Pests and gas safety checks are the focus of the Housing Ombudsman’s latest Insight report, showcasing key lessons for social landlords.
The report covers the first quarter of this year, and presents casework insights from the ombudsman’s Dispute Support team; often the first response to many complaints.
Among the themes that came to the fore in this latest release are pest infestation, tenancy warning letters, and gas safety.
Richard Blakeway, the housing ombudsman, said this latest report contains several “thought-provoking” cases.
He added: “Our investigation into a blind woman’s experiences of reporting a rodent infestation where the landlord, although responsive, failed to grip the situation, and inferred blame on the resident despite her disability, provides lessons for the whole sector on dealing with pest control better.
“We know how hard it can be to treat pest infestation at times, but the cases highlighted provide insights so that landlords can improve in this area moving forwards.
“This Insight report shows how landlords can better tackle issues within their own complaints system before we need to step in.”

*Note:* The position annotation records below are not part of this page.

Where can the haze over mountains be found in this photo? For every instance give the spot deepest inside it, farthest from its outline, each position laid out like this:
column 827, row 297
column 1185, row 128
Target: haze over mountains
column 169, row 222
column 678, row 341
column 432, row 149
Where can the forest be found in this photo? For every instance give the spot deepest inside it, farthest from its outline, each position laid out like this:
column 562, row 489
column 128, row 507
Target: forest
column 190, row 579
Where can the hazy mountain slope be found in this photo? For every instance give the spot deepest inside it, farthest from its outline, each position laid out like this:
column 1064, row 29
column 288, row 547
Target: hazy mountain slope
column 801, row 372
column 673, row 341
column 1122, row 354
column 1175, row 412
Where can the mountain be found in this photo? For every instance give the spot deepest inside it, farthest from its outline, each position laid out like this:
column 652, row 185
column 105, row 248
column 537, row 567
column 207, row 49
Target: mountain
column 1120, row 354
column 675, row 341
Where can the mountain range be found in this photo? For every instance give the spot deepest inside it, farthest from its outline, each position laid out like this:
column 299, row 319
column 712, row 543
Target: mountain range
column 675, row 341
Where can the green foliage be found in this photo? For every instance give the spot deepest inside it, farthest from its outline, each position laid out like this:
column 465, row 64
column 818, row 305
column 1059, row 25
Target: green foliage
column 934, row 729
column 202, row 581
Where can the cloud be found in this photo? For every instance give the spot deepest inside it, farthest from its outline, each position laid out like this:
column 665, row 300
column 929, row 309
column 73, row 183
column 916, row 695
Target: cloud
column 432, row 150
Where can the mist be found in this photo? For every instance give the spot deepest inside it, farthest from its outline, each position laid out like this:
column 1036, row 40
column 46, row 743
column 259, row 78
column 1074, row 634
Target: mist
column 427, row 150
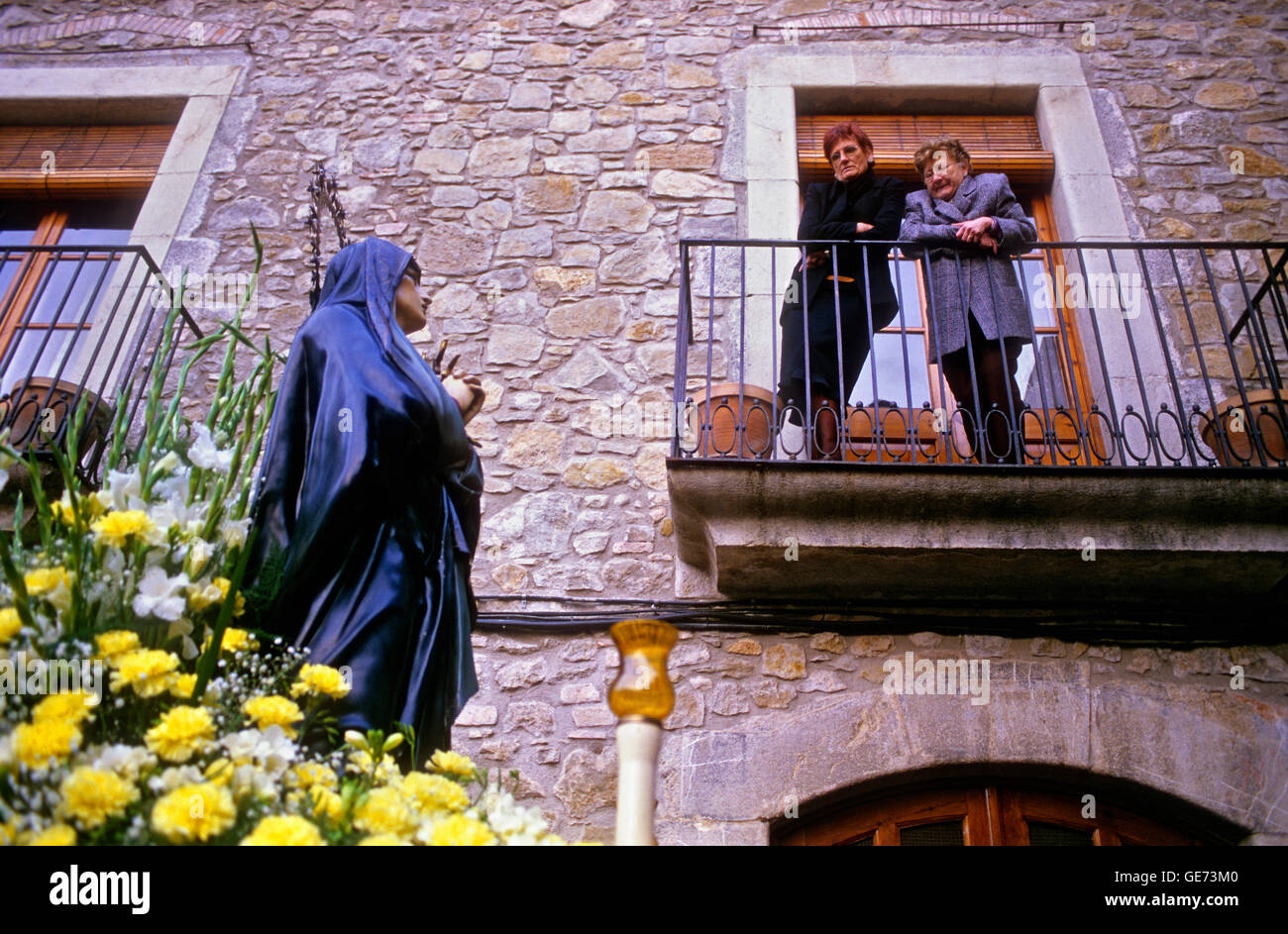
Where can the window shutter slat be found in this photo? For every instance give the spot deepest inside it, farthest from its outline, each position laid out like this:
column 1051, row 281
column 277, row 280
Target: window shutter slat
column 86, row 159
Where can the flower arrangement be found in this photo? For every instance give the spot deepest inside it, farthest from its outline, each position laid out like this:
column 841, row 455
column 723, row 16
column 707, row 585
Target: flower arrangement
column 132, row 711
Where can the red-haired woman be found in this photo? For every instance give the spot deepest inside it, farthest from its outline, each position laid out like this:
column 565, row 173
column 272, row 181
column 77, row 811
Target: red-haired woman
column 858, row 205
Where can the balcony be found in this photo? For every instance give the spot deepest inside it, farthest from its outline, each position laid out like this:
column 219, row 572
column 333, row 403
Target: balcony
column 78, row 324
column 1141, row 466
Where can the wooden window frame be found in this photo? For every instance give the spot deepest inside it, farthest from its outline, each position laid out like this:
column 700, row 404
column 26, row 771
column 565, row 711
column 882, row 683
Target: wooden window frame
column 992, row 814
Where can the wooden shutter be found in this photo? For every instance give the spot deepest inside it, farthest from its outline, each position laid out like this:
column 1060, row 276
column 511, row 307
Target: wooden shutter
column 995, row 144
column 88, row 161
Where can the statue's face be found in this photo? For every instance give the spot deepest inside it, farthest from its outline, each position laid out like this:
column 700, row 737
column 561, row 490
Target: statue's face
column 408, row 305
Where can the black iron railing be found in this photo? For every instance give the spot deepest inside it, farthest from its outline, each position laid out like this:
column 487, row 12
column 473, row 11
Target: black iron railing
column 78, row 324
column 1131, row 355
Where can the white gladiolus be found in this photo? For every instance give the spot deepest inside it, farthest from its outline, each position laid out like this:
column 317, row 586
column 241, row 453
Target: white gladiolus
column 161, row 595
column 167, row 463
column 233, row 531
column 124, row 489
column 198, row 553
column 205, row 455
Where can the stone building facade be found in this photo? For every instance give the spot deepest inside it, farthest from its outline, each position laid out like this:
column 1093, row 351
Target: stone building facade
column 542, row 159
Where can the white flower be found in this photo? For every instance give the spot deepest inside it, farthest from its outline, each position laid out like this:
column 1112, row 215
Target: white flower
column 124, row 489
column 124, row 761
column 174, row 510
column 175, row 776
column 198, row 553
column 516, row 826
column 270, row 749
column 205, row 455
column 233, row 531
column 254, row 780
column 167, row 463
column 161, row 595
column 183, row 626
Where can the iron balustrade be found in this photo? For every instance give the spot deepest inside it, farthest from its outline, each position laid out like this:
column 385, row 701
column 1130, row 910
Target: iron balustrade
column 76, row 324
column 1140, row 355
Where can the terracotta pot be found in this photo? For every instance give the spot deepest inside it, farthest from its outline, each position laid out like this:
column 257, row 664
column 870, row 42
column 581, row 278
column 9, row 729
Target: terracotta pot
column 752, row 421
column 24, row 412
column 1237, row 446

Cases in the latest report include:
- A case involving Westminster City Council where the housing ombudsman found maladministration for pest infestation. The landlord failed to take into account the residents’ partial sight and therefore, despite being responsive, only prolonged the distress and time taken for the issue to be solved
- A maladministration finding for Solihull Council for its handling of gas safety testing, resulting in a period of 11 months where a vulnerable resident had no gas safety certificate
- A case about staff behaviour involving Places for People, in which the landlord failed to address the allegations of the resident or seek evidence for them. It also did not take the resident’s vulnerabilities into account when assessing the reasonableness of the steps it had taken
Alongside the publication of the Insight report, the ombudsman has also released its latest quarterly data. The statistics show:
- The ombudsman made 1,284 determinations – a 69% increase on the previous quarter
- Whilst dropping slightly from last quarter, property condition was responsible for 58% of all complaints received
- The ombudsman made 2,911 orders to make things right – a 91% increase on the previous quarter
- 52% of those orders were compensation for residents
Blakeway added: “The crucial insights from our frontline caseworkers should be essential reading to all in the sector, as they show what we are starting to see a lot of. Getting on top of this is vital before they turn into the investigations of the future.”